Rather than the musical focus here, perhaps we should be looking at the kind of leadership model you were addressing the other evening: imperial vs. interactive. It applies also to the musical element of worship. . . . Worship is not worship if it is something we have to endure being inflicted on us – worship is something that happens only if we participate in it. If our participation is limited to following the leader (or merely listening), I wonder how worshipful we really are.
One of the most moving worship of God I have ever experienced was in the Midwest, in which the members of the church I attended each participated fully in unscripted worship. There would be a starting point (in jazz, too, there’s always a starting point, if only an agreement as to what key we all start in!) – which was often a known song. When it had once been sung through, however, adaptive collaboration followed! It was wonderful. Unpredictable. Worshipful. Freeing. And yes, often rather messy. . . .
I love the quote by Eugene Peterson, that “Worship is the strategy by which we interrupt our preoccupation with ourselves
and attend to the presence of God.”
That might help set the lane marker on the other side, by setting the proper focus.
Loved this idea!
Great thoughts. Reminded me of a jazz band class I took in college, which was taught at the last class period offered, 4 pm I think, (it was 1988 0r 89). The prof was a kind, but burned out, cat from New Orleans. He opened class every day saying, “Ladies and gentle I apologize apologize for how early this session is. Every jazzman knows that no good jazz is created before 9 pm.”
I have some other thoughts…post later tonight
I can almost imagine the sounds reverberating through our Anglo-Catholic cathedral…
I agree churches should experiment with a more serious musical offering like jazz or modern classical music. I have found that many unchurched people think that pop rock (even in softer Americana versions) feels inappropriate for worship. And often the Christian version of pop styles or blended styles is 5th or 6th rate.
I had no idea Lewis was a critic of English traditional hymns and organ based worship.
Jazz in Heaven. YES!
As the author of the new Miles Davis book that Mike quotes from, and also someone who is a rabbi (and a music and academic), I’m quite happy that this is the first citation my book has received. It seems fitting to me, partially because I view music as integrally connected to daily life, and religious expression as integrally connected to the expressive arts. There is, in fact, an Episcopal church in Midtown Manhattan (St. Peters; I recently played there) that has a Jazz Vespers service each week. But the “messiness” between the musicians (which is indeed how I would describe the Davis bands of the 1960s ad 70s) contrasts with the relationship between congregant/listeners and the musicians, which retains some (but not all) of the distance of many church settings. To be fair, the religious culture of congregations vary enormously–it is not by chance that Black churches are aesthetically more like your description of jazz, as opposed to white (at least non-charismatic) Protestant churches, which are often more emotionally distanced. In a sense, the latter can be not unlike orchestral concerts (incidently, I read the Marsalis quotation as reflecting a far less “messy” aesthetic within jazz than Davis).

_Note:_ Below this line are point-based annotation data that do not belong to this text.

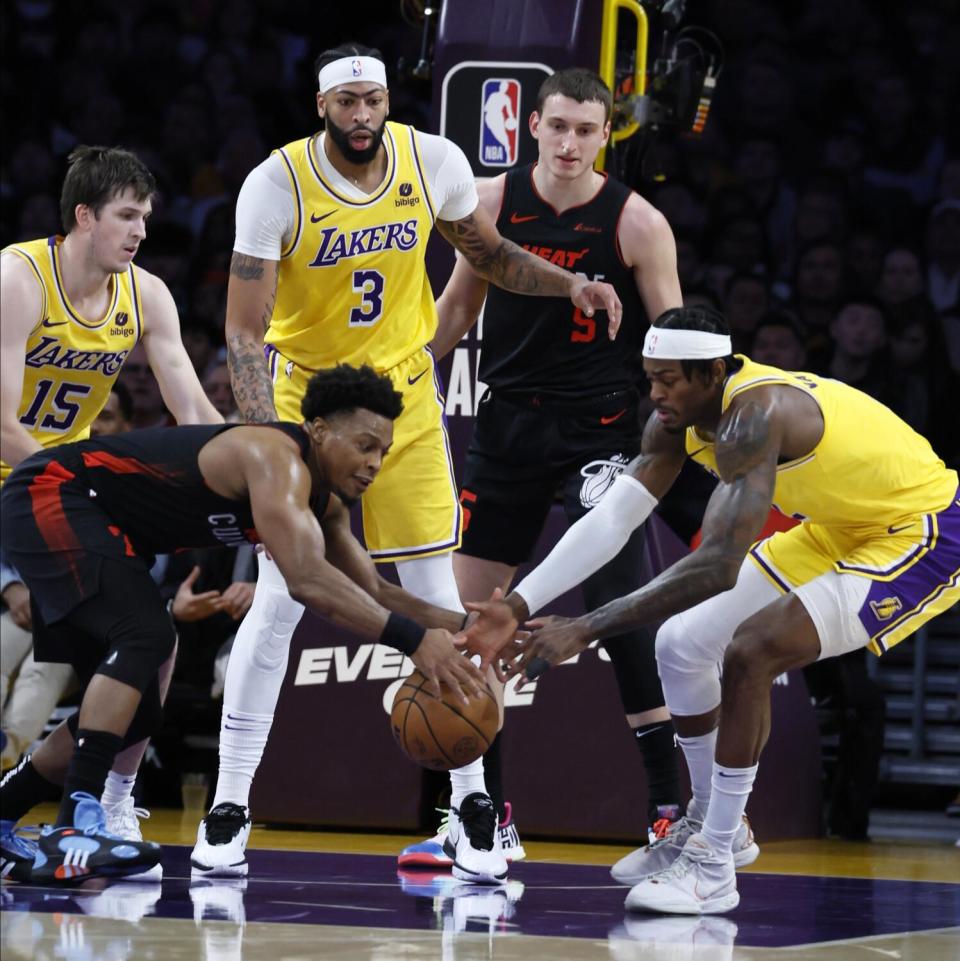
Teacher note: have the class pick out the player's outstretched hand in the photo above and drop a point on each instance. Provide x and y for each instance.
(440, 662)
(592, 295)
(552, 640)
(490, 627)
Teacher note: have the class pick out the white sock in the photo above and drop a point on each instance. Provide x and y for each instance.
(699, 752)
(431, 579)
(467, 780)
(243, 738)
(117, 788)
(255, 671)
(731, 788)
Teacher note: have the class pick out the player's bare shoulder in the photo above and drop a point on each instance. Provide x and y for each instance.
(490, 193)
(642, 229)
(749, 434)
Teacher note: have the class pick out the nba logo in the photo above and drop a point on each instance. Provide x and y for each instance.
(499, 106)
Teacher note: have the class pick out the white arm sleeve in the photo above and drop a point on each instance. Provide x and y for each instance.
(594, 540)
(449, 175)
(265, 211)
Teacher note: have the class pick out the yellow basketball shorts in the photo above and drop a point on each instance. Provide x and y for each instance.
(412, 508)
(913, 568)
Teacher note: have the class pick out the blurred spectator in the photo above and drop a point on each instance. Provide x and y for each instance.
(919, 372)
(778, 341)
(201, 342)
(863, 261)
(943, 254)
(137, 377)
(216, 383)
(851, 704)
(818, 288)
(859, 333)
(746, 298)
(901, 277)
(116, 416)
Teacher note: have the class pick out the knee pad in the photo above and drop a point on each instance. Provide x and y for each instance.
(691, 679)
(148, 719)
(265, 634)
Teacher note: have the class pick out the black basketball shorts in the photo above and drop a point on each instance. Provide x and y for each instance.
(524, 455)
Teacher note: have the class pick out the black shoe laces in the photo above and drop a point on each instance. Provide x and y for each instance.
(224, 823)
(479, 820)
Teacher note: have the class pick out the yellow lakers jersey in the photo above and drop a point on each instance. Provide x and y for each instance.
(870, 469)
(353, 287)
(71, 361)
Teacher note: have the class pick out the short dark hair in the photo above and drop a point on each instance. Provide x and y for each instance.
(96, 175)
(124, 400)
(348, 49)
(343, 389)
(577, 84)
(698, 318)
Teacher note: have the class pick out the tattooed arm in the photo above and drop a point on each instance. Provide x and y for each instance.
(748, 442)
(251, 293)
(502, 262)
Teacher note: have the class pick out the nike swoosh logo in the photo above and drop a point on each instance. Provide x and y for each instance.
(640, 734)
(612, 417)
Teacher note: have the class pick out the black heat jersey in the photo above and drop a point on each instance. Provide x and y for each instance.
(126, 497)
(544, 345)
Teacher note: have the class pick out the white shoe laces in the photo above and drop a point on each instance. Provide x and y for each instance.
(123, 819)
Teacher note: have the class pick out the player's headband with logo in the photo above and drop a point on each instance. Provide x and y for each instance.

Religious cultures range from more formal to more relaxed or exuberant, more participational to more emotionally reserved; varying between how fixed or fluid is the dividing line between the people leading and those in the pews. Lewis may have been seeking distanced listening to less staid music, rather than seeking experiences with greater engagement between everyone present. Yet does that really address, for contemporary worshippers, what it might mean to have a “messier,” more deeply engaged experience? In a sense it depends upon one’s religious/cultural preferences, but–and here’s where I particularly appreciate your use of jazz as a foil for Lewis’s concerns–how well in touch are contemporary religious leaders with the sensibilities of a new generation of congregants–never mind those who are choosing not to come at all?